Il me semble, moi, que la plus belle poésie est un peu cachotière. Elle surgit au détour d'autre chose, elle se glisse entre les lignes, elle est protéiforme, elle se vêt presque toujours d'apparences trompeuses, camouflée dans un moment joyeux, ou violent, ou décalé, ou étonnant. Mais surtout, surtout, elle est toujours légère, fugace et insaisissable.
Même quand elle s'annonce, elle est toujours un peu à côté de là ou on l'attend. Dans une charogne Beaudelairienne ou dans la réplique d'une comédie légère de Shakespeare, pour prendre des exemples qui parlent à tous, les plus beau moments seront toujours autour de ceux qu'on surveille.
Autant dire que je n'ai rien trouvé de tout ça dans cette "éternité et un jour" d'un Théo Angelopoulos qui ne partageait manifestement pas cette vision des choses, pas plus qu'une majorité de membres du jury du festival de Cannes.

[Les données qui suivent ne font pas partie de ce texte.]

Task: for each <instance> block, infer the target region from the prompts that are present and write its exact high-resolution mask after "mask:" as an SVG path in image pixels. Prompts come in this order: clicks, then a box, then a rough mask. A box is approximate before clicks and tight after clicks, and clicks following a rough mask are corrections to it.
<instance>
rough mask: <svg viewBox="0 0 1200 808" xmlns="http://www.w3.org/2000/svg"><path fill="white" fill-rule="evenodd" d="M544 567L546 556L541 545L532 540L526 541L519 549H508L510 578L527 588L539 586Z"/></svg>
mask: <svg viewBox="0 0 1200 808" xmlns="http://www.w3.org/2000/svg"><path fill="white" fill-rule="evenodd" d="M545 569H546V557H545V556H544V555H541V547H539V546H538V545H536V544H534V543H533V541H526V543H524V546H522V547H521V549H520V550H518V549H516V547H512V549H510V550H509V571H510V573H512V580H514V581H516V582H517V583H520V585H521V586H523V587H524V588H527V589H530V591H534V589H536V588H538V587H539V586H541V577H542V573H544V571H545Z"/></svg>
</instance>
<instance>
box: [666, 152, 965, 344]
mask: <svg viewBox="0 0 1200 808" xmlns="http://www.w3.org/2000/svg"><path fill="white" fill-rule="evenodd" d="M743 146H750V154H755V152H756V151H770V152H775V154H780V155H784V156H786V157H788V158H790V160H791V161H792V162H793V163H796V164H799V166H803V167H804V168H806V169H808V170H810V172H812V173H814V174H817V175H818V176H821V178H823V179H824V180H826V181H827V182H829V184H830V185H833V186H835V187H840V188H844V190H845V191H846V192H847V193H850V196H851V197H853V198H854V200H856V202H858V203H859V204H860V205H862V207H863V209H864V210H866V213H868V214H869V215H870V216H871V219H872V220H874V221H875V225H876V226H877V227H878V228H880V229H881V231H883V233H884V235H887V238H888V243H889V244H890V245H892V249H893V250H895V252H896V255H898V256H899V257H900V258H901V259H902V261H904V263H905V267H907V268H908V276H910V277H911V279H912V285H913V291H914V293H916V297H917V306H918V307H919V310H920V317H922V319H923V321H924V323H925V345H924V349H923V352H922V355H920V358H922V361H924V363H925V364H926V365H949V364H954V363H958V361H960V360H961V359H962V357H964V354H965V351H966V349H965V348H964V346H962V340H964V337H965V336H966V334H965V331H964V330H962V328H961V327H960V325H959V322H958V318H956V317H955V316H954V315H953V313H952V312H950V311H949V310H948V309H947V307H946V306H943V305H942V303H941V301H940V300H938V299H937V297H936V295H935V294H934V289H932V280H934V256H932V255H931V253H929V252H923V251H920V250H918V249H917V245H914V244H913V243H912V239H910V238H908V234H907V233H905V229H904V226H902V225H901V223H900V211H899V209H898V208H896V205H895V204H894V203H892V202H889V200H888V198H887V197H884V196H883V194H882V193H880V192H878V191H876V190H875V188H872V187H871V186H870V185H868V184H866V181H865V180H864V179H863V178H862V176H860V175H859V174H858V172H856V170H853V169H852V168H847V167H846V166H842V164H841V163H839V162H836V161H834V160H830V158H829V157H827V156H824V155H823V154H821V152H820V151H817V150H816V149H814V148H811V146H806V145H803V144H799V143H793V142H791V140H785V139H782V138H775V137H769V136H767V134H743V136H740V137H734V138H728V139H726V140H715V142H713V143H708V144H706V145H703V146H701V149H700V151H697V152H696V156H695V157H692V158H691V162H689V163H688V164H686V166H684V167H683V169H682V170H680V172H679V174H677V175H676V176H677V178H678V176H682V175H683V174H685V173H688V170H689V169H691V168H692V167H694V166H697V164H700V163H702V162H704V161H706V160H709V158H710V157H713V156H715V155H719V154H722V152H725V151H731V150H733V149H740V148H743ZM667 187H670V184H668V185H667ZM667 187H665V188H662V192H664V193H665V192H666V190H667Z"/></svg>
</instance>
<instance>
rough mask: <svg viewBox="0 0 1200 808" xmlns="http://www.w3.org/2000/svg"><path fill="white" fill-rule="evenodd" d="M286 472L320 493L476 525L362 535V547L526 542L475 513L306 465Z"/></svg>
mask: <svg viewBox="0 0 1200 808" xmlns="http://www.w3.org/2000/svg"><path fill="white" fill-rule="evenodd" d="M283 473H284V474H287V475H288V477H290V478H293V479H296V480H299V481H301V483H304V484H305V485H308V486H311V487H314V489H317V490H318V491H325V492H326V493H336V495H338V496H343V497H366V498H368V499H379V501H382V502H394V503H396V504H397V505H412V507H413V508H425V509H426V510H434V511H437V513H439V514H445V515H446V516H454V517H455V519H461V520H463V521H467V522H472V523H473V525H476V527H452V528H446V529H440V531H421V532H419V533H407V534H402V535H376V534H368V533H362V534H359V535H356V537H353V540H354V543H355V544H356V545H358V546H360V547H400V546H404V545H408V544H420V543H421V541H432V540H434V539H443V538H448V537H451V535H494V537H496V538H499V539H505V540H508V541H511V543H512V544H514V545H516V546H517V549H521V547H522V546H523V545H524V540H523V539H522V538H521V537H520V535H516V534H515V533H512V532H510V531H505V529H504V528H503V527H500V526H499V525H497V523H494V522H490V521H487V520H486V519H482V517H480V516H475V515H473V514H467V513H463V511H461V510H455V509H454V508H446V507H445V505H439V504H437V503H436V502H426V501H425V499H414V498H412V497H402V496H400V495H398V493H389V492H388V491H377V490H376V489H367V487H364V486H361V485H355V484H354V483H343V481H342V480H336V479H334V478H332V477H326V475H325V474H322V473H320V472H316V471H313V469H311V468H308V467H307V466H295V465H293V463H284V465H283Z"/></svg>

Pour une ou deux scènes saisissantes comme celle du poste frontière baigné de brumes d'où s'échappent des corps agrippés aux grillages, un long et laborieux travail où l'on voit le poète, drapé dans toute sa solennité, déclamer les fruits de son génie avec sérieux et pesanteur.
Forcément, il me fallait citer Woody Allen pour conclure, avec son célèbre "l'éternité c'est long, surtout vers la fin".